From the current multi-year effort, it appears Bush has mastered building chaos.
Major General Batiste was on Hardball on Monday.
BATISTE: I don`t think they did their homework. I don`t think they went and studied the past. I think we got into something with our eyes closed with blinders on. We were worried about taking down the regime, which is difficult work, but believe me, that pales in comparison to the hard work to build the peace to set Iraq up for self-reliance....
Studying history usually does help to ensure future success. Was any homework done at all? You bet there was.
MATTHEWS: You say we should have about had 380,000.
BATISTE: The Centcom plan, the central command plan, went back year after year after year and carefully developed this plan. This is not the plan that took us into the Gulf War in 1991. Totally different plan. A strategy that was well thought out, that took us through the phase of taking down the regime, all the way through the phase of building the peace.
MATTHEWS: It would have worked.
BATISTE: It would have worked. At least 380,000 coalition troops backed up by the preponderance of the Iraqi security forces that were stood down.
MATTHEWS: Who was in the room when Secretary Rumsfeld--who I get along with on this program whenever we get him on, we kid around. To me, I have never worked for him obviously, he`s a charmer. But I hear a lot of things from you about he`s not a charmer, right?
BATISTE: It has nothing to do with charm. It has everything to do with being contemptuous, dismissive and arrogant...
MATTHEWS: That`s not charming.
BATISTE: ...and sidelining honest dissent, and I take you back to the General Shinseki who for a year was sidelined and then unceremoniously retired.

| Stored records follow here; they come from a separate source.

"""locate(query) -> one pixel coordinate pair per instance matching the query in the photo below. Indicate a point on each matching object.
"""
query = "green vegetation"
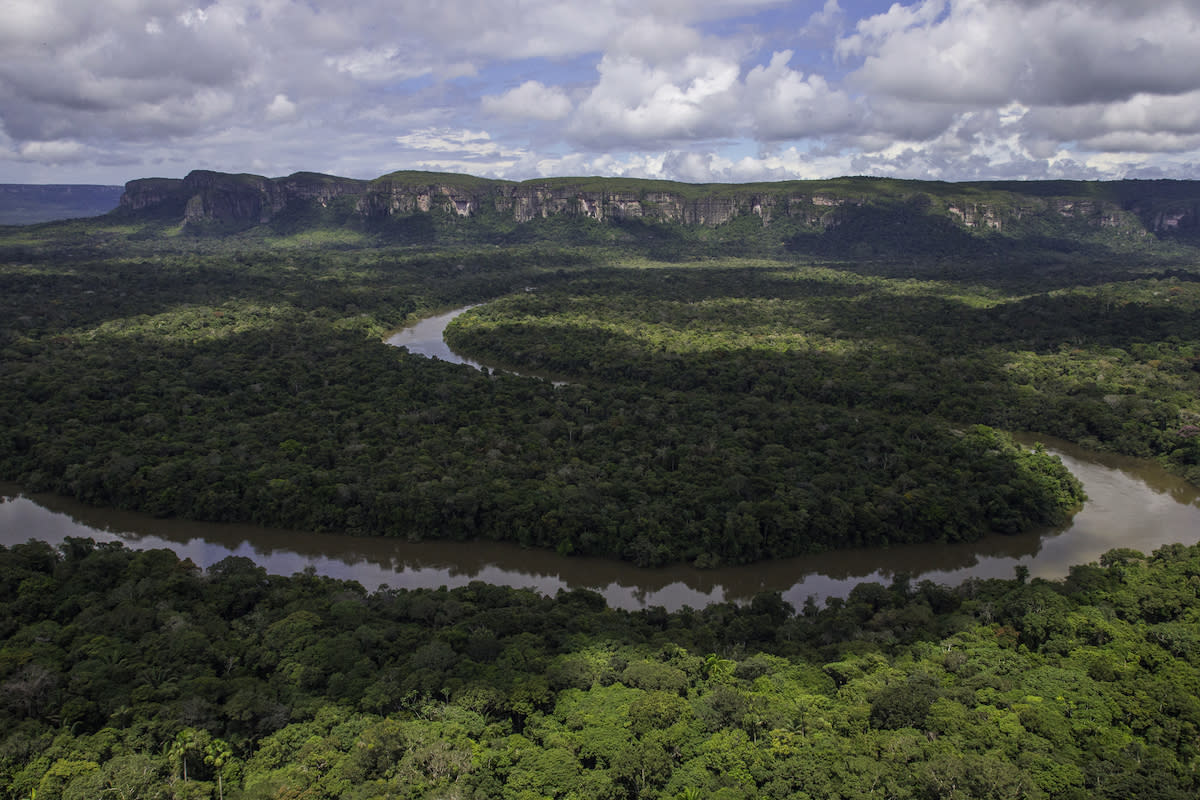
(132, 674)
(841, 376)
(190, 377)
(733, 391)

MATTHEWS: And he said it would take 200,000 troops, and he got sacked for that basically.
BATISTE: He did.
So what really went wrong? I mean in addition to the usual claims we hear repeated again and again?
The CEO mentality. Contemptuous. Dismissive. Arrogant. Sidelining honest dissent. Insisting on doing more with less. Ignoring the `experts' and forcing a square peg into a round hole. Willing to risk what others have (life, money, jobs) for a chance for a quick `win', to claim `victory' while enjoying personal enrichment ($$$). But even if `victory' is more difficult or even impossible to achieve, the CEO knows there is rarely any demand for accountability and if there were, they already have their millions.
As we have seen, this CEO mentality is short sighted; focused on short term gain - political or monetary - often times with little regard for the long term consequences or the human costs. Doing it fast at the least cost is more important than doing it right.
So how do we build a nation? I'm not talking about Iraq, now. I'm talking about the United States.
Over the last 6 years we have seen declines in personal income, increases in poverty, increases in health care costs, declines in people with health insurance, increases in the deficit - the list goes on and on. Yet the CEO's are sitting pretty - except for the CEO Republicans. After years of short term fixes and favors to supporters from past elections, Republicans are now facing the consequences of their actions head-on. And they do not have a golden parachute.
It is time for a new Board of Directors to put this country back on track: to demand accountability; to look for long term solutions; to do the RIGHT thing, not the least cost short term alternative.
Building a nation requires having a long-term vision of how that nation should look. Most Americans seem to want to change course, meaning their vision of our nation is very different from where we are and where we seem to be headed. I guess what we really need is a new set of `Founding Fathers' to make their vision a reality.
I wrote this after the 2004 Election:
Democrats should be seen as the leaders of the future, not followers or obstructionist nay sayers.
The Party cannot come first. Winning for the party cannot be the objective - it must be winning for the people. Isn't that a Democratic Core Value?
The issues cannot be simplified to point/counter-point arguments but rather must involve promoting a long-term vision. Presenting numbers that can and will be argued back and forth does not work. It clouds the issues for those in the middle: instead of choosing and buying into a vision, they are faced with interpreting which set of numbers seems more credible or guessing as to the motivations behind the presented solutions.
True leaders do more than cite the shortcomings of others. I just don't see a vision right now in the Democratic Party that is composed of: here is the priority, here is what we want to do, and here is why we want to do it that way. What is the Democratic long-term solution and why should that be considered the best solution? The Democratic vision has to me more than just having a counter-proposal to a Republican initiative. This requires a new focus and commitment to finding long-term solutions to America's priorities, rather than quick fixes for short-term gains.
Are the Democrats up for that challenge? Are they ready to deliver us from the Bush/Republican nation un-building and the CEO mentality?
Here is what I consider a positive CEO mentality:
His belief that an individual is morally obligated to share the fruits of success with others resulted in significant contributions to society....Throughout his life, he was committed to the highest standards of quality, honesty, fairness and integrity. His imagination and drive, his ceaseless labor and his care and concern for others were an inspiration to all who worked with him....His personal convictions about the obligations of wealth and the quality of life in the town he founded have made the company, community and school a living legacy.
[They] were driven by philanthropic effectiveness, measured by the degree to which each individual was able to reach their full potential according to their own characteristics.
This CEO was Milton Hershey. This is the type of vision we need.
What is the Democratic vision for building our Nation?